In Suffolk, collections exceeded budgeted amounts by 20.2 percent, and in Nassau, revenue were $18.2 million over budget.

Shopper fill the halls of the Roosevelt Field

Shopper fill the halls of the Roosevelt Field Shopping Mall in Garden City to take advantage of Black Friday sales on Nov. 24, 2017. Photo Credit: Howard Schnapp

Sales tax revenues in both Suffolk and Nassau last year exceeded county budgets by millions of dollars, reflecting a strong Long Island economy, officials reported Wednesday.

After Suffolk received its final check from the state for 2018 sales taxes, collections were $20.23 million over budget — a growth rate of 4.46 percent over 2017, according to Jason Elan, a spokesman for Suffolk County Executive Steve Bellone.

In Nassau, sales tax revenues were $18.2 million over budget for 2018, and were up by 3.3 percent over 2017, according to the County Legislature’s office of budget review.

Due to accounting restrictions, Nassau must defer $7 million of the surplus until 2020, leaving $11.2 million available to spend this year, budget review director Maurice Chalmers wrote in a memo to lawmakers.
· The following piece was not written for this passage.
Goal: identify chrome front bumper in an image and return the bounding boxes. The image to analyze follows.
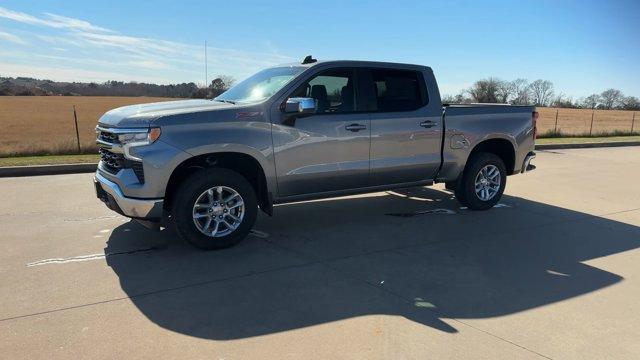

Despite the final tallies for both counties, sales tax growth actually slowed in the last quarter as the stock market dipped at the end of the year.

Suffolk in its 2019 budget had projected collecting more than $26 million by the end of 2018. Until growth slowed to 2.37 percent in the last quarter, Suffolk sales taxes revenues were increasing by more than 5 percent year over year.

Nassau also saw collections weaken in the last quarter after increasing by more than 4 percent earlier in the year.

However, both counties reported that spending started out strong this year.

“Current economic indicators and projections support a continued positive economic growth throughout FY19,” Chalmers wrote. However, he predicted “the economic momentum will diminish in speed as the year progresses.”

Economist Martin Cantor, director of the Long Island Center for socio-economic policy, agreed. He said revenues were up in 2018 because more Long Islanders were working and spending.

“A lot has to do with how good you feel,” said Cantor, a former Suffolk County economic development commissioner. “When you’re working, you’re feeling good.”

But, he said, “It’s going to slow down. There’s no way you’re going to continue to get that kind of growth . . . If the stock market starts to slow down because we are in the raggedy end of a bull market, people are going to stop feeling so happy and spending will probably go down.”